地天泰は天下泰平のおめでたい卦。地をあらわす坤の卦が上から下に降りてきて、天をあらわす乾の卦が下から上へと上がってゆくから、天と地の気、陰と陽との気が相交わり相通じて万物が生成化育される。人事でいえば、君主の恩恵が人民に通じ、人民の状態が君主に通じる。君主と臣下の意志感情がよく疎通する。安らかに事が運んで吉を得る。成そうとすることは盛んに伸びてゆく。
Tai (Peace of Heaven and Earth) is an auspicious hexagram signifying peace under heaven. The trigram Kun (Earth) descends, while the trigram Qian (Heaven) ascends, so that the vital energies of Heaven and Earth, yin and yang, meet and communicate, generating and nurturing all beings. In human affairs, the ruler’s benevolence reaches the people, and the people’s condition is conveyed to the ruler. The intentions and sentiments of ruler and subjects are in harmonious accord. Matters proceed peacefully and bring good fortune. Whatever one undertakes will flourish and expand.
彖(たん)の辞
泰。小往大来。吉亨。 泰(たい)は、小(しょう)往(ゆ)き大(だい)来(きた)る。吉(きつ)にして亨(とお)る。
読書メモ
- 泰は通ずるなり。両方の物または両方の人の気分意志が互いによく疎通し相交わる。そこで物と物との関係は安泰であり、人と人との関係は安泰である。

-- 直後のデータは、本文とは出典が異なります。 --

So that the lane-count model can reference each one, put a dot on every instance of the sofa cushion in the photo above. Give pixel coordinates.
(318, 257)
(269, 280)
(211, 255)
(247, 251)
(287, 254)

- 泰の卦は、上に坤の卦の地があり、下に乾の卦の天がある。天の気が下がって地に通じ、地の卦が上がって天に通ずる。天と地の気、陰と陽との気が相交わり相通じ相和合していることをあらわしている。
- 天地の陰陽の気が相交わり相通じ相和合することによって天地間の万物は生成化育される。人事でいえば、君主の恩恵が人民に通じ、人民の状態が君主に通じる。君主と臣下の意志感情がよく疎通する。
- 天下泰平をあらわすめでたい卦。正月、立春の卦。
彖の辞の解説
- 小というのは陰、大というのは陽のこと。
- 往くとは上の卦(外卦)にあること、来るとは下の卦(内卦)にあること。
- 泰は、小さい陰爻(坤)が上の卦で、大きい陽爻(乾)は下の卦。天の陽気が下に降り、地の陰気が上に上がるから天地の陰陽の気がよく調和して、万物がよく発育して生を遂げる。
- 人事についていえば、君主と臣下の意志感情がよく相通じている。また君子は内にいて重要な位におり、小人は外にあって労役または低い仕事に従事している。
- 彼と我との意志がよく疎通するときは、必ず安らかに事が運んで行く。吉にして福を得る。なそうとすることは亨(とお)り、さかんに伸びてゆく。
- 「小(しょう)往(ゆ)き大(だい)来(きた)る」の四文字が天下泰平の原因。